Just wanted to say that everything is going really well with development of new features for my Revolt bot AutoMod.

To the many thousands of users that rely on it, you didn’t see anything, and everything is fine.

Message from AutoMod Testing bot saying, 'Something went wrong: AxiosError: Request failed with status code 403', followed by me replying, 'You are my own creation and you will obey me'.

Much like how some known elements aren’t shown on the periodic table, some HTML elements aren’t recognised due to their synthetic, extremely unstable, or fleeting existence.

We talk and think a lot about echo chambers with social media. People view what they’re aligned with, which snowballs as algorithms feed them more content of that type, which pushes their views to the extreme.

I wonder how tailor-made AI-generated content will feed into that. It’s my thinking and worry that AI systems can produce content perfectly aligned with a user in all ways, creating a flawless self-feeding ideological silo.

Had to dive into someone else’s old, abandoned project today to grab some screenshots.

Nothing like trying to lubricate the cogs of a Next.js 8, React 16 site from 6 years ago and all its dependencies to get it back into motion again.

The wonders of dependency rot.

I just tried to back out of a page with my browser, but the site I was on hijacked the browser navigation action and showed me a list of other articles to read. Yuck.

For those of you that read my writing, any feedback?

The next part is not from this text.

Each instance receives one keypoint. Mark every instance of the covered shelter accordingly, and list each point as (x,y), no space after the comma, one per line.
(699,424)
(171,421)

Anything from tone, to structure, to clarity, to length, etc – whatever stands out (good or bad).

Thanks!

Measuring the Impact of Early-2025 AI on Experienced Open-Source Developer Productivity (Joel Becker, Nate Rush, Beth Barnes, David Rein) released with the observation that completion time of PRs is 19% longer when using AI, but that developers think that it reduced completion time by 20%.

A few notes from me:

  • This is on large-scale, mature repositories and conducted with maintainers intricately familiar. It is mentioned in the paper (C.1.2) that ‘developers note that AI is much less helpful on issues where they are expert.’ It is also mentioned that ‘LLM tooling performs worse in more complex environments.’ (C.1.3).
  • They were provided with web interfaces or Cursor Pro but usually opted for the latter. In some cases this differed from their usual tooling, and I personally find this an annoying and unproductive way to code.
  • Being in a study, developers may have felt pressure to use AI in situations that would otherwise be unnecessary.
  • I would be interested in a similar study where developers are put in smaller repositories they aren’t familiar with.

Super interesting paper, and I look forward to future studies and whatever further findings come from it. I don’t look forward to seeing the discourse as AI advocates dismiss these results and AI haters take them at face value, despite the paper’s cautioning against overgeneralising.